À l’âge de 19 ans, Ana avait développé une personnalité réservée mais responsable. Elle préférait passer ses après-midi à aider sa mère à la maison, à coudre des vêtements à la demande des voisins ou à s’occuper de ses jeunes frères et sœurs, Jorge (15 ans) et Patricia (12 ans).
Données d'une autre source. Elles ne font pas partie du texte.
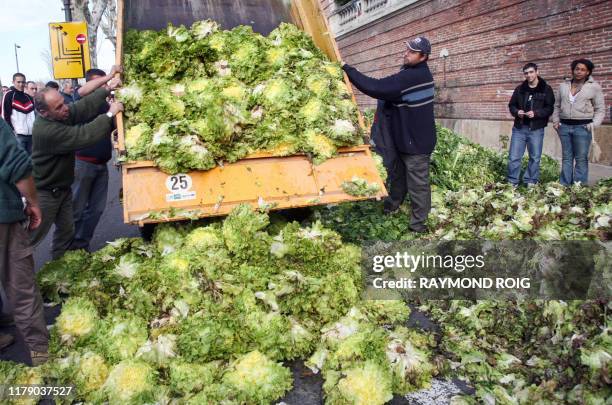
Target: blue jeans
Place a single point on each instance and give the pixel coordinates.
(89, 199)
(533, 140)
(575, 144)
(25, 141)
Sa routine était prévisible et rassurante pour une mère célibataire qui travaillait de longues heures loin de chez elle. Ana s’est levée tôt pour préparer le petit-déjeuner pour la famille. Elle accompagnait ses frères et sœurs à l’école, revenait faire le ménage et, l’après-midi, elle se consacrait à des projets de couture qui généraient des revenus supplémentaires.
Les voisins l’ont décrite comme une jeune femme sérieuse et travailleuse qui accueillait poliment les gens mais ne s’impliquait pas dans les commérages ou les conflits dans le quartier. Elle était le genre de personne qui disparaissait sans inventer de théories sur des petits amis secrets, des dettes dangereuses ou des inimitiés cachées. María Teresa s’était forgé une solide réputation dans le quartier au cours des presque quinze années qu’elle y a vécues. Elle a travaillé comme femme de ménage pour trois familles de la classe moyenne, nettoyant de grandes maisons avec la méticulosité qu’elle avait apprise dans sa jeunesse.
Les revenus n’étaient pas abondants, mais ils suffisaient à nourrir, vêtir et éduquer ses enfants. Son lien avec Ana était particulièrement étroit. En tant qu’aînée et seule fille de la famille, Ana avait assumé des responsabilités maternelles pour ses frères et sœurs dès son plus jeune âge. María Teresa comptait sur elle non seulement pour les tâches ménagères, mais aussi comme confidente et soutien émotionnel.
« Ana est mon bras droit », disait María Teresa aux voisins. Sans elle, elle ne saurait pas comment tout organiser toute seule. Cette saine codépendance rendait totalement impensable qu’Ana quitte volontairement le domicile parental. Elle connaissait les problèmes financiers de sa mère.
Elle savait que Jorge et Patricia avaient besoin d’une surveillance constante et comprenait que leur absence mettrait María Teresa dans une situation désespérée. Le 18 septembre 2002 a commencé comme tous les mardis avec la famille Morales. María Teresa a dit au revoir à ses enfants à six heures et demie du matin, comme elle le faisait depuis des années. Elle a embrassé Ana sur le front, lui a rappelé de bien prendre soin de ses frères et sœurs et lui a promis de revenir avant 19h00.
C’était la dernière fois qu’elle voyait sa fille se promener librement dans sa propre maison. La routine du 18 septembre était normale jusqu’à 16 h 30, quand Ana s’est rendu compte qu’il n’y avait pas assez de lait pour faire le café avec le lait que Jorge et Patricia mangeaient comme collation.
C’était un petit problème, mais qui nécessitait une solution immédiate. Ana a mis de côté le projet de couture sur lequel elle travaillait. Elle a pris 20 pesos de l’argent que María Teresa avait mis de côté pour les dépenses quotidiennes et s’est dirigée vers la porte d’entrée. « Je vais chercher du lait chez Don Aurélio », appela-t-elle à son frère Jorge, qui jouait dans la cour. « Je serai de retour dans 10 minutes », a répondu Jorge d’un geste absent.